Terça-feira, 08 de julho de 2025
Por Redação O Sul | 30 de agosto de 2020
O plano de reformulação de políticas sociais – que pretende substituir o Bolsa Família pelo Renda Brasil – colocou novamente o programa Farmácia Popular na mira dos cortes de orçamento dos técnicos do governo. O sistema foi responsável por atender 21,3 milhões de pessoas somente no ano passado, oferecendo medicamentos gratuitos ou com descontos de até 90% para a população.

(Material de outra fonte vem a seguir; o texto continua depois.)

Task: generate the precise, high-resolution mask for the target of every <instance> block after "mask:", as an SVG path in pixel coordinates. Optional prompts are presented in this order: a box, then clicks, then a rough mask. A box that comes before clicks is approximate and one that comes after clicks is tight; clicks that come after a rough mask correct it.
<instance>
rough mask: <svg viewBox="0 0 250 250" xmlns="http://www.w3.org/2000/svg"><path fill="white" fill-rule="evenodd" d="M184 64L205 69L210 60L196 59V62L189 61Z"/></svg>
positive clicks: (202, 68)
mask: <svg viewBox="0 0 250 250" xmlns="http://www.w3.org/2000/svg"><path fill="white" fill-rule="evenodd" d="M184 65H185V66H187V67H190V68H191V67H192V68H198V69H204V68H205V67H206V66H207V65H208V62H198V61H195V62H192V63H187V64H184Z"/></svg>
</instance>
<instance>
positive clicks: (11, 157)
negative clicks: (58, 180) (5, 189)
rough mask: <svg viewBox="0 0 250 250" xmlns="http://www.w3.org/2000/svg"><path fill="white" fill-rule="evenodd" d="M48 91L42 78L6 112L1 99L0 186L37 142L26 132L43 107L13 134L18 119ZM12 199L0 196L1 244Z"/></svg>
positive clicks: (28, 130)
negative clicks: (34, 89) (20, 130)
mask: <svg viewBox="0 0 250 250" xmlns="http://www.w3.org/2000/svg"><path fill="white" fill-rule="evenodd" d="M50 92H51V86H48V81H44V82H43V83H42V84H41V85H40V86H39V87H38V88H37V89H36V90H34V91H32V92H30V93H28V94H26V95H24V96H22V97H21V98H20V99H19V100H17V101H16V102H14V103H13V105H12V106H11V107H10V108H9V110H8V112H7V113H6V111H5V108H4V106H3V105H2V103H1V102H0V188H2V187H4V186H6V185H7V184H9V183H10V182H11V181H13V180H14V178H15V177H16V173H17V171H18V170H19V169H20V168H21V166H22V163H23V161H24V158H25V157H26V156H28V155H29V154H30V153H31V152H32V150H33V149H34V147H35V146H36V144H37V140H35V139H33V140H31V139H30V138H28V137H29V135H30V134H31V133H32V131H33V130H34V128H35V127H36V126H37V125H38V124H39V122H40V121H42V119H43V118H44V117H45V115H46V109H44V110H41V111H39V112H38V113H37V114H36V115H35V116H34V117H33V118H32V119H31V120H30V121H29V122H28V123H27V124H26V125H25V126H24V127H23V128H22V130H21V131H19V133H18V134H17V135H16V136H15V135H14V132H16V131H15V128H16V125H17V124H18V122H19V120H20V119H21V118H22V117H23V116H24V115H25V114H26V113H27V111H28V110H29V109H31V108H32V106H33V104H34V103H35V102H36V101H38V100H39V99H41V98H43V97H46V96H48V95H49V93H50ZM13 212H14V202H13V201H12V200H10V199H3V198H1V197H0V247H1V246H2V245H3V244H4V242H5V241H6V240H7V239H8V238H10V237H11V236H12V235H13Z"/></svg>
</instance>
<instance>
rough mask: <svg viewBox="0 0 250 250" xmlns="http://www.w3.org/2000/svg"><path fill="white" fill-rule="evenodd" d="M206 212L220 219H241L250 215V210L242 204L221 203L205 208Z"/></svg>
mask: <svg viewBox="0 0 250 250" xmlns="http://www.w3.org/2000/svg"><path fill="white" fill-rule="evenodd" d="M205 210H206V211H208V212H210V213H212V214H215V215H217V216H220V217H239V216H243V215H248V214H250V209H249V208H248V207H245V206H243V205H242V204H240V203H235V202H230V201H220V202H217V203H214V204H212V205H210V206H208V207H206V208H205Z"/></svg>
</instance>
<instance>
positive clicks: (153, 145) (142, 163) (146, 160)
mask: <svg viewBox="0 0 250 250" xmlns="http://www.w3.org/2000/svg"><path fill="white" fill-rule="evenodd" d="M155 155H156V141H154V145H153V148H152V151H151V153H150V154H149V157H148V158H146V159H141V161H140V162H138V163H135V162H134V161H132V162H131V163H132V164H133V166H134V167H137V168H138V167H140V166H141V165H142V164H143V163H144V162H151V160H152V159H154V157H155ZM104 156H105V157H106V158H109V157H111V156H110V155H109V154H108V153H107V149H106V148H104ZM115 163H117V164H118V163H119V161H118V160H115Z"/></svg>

No elenco, estão remédios de uso contínuo para tratamento de hipertensão arterial, diabetes, asma, dislipidemia, rinite, doença de Parkinson, osteoporose, glaucoma, incontinência urinária e anticoncepção. Um estudo elaborado pelo Instituto de Pesquisa Econômica Aplicada (Ipea) e pela Universidade Federal da Paraíba (UFPB) mostra que o Farmácia Popular diminuiu em 27,6% as internações e em 8% dos óbitos por hipertensão arterial e diabetes no SUS, entre 2003 e 2016. Apesar disso, o programa –, em vigor desde 2004, e com orçamento anual de R$ 2,5 bilhões – é considerado ineficiente pela equipe econômica por contemplar todas as pessoas, independentemente da renda mensal.
A avaliação diverge até do entendimento do Ministério da Saúde, que no Plano Nacional de Saúde considerou o Farmácia Popular como o mais bem-sucedido projeto de saúde pública do Brasil. Em todo o País, são mais de 28 mil farmácias cadastradas.
Sérgio Mena, presidente-executivo da Associação Brasileira de Redes de Farmácias e Drogarias (Abrafarma), lembra ainda a análise do economista Pedro Américo de Almeida Ferreira de que o Farmácia Popular salvou mais de 113 mil vidas e reduziu em quase R$ 150 milhões os gastos com internações, em 2016.
“Sua extinção seria lamentável e comprometeria a adesão ao tratamento com medicamentos, o que geraria um custo ainda maior. O programa corresponde a apenas 1,4% das nossas vendas, mas para a população carente, representa 100% de sua chance de tratamento. Para quem precisa dele, é a diferença entre viver e morrer”, avalia Sérgio Mena Barreto.
A presidente da ProGenéricos, Telma Salles, diz que o Farmácia é “essencial” para reduzir gastos da União com a saúde, pois controla especialmente doenças crônicas.
“É até cruel encerrar um programa que oferece remédios para doenças complexas. Elas foram escolhidas porque podem derivar complicações graves. Diabetes não tratada pode levar à cegueira ou à amputação. Extinguir um programa com essa capilaridade e com esse tipo de resultado é um erro”, afirma.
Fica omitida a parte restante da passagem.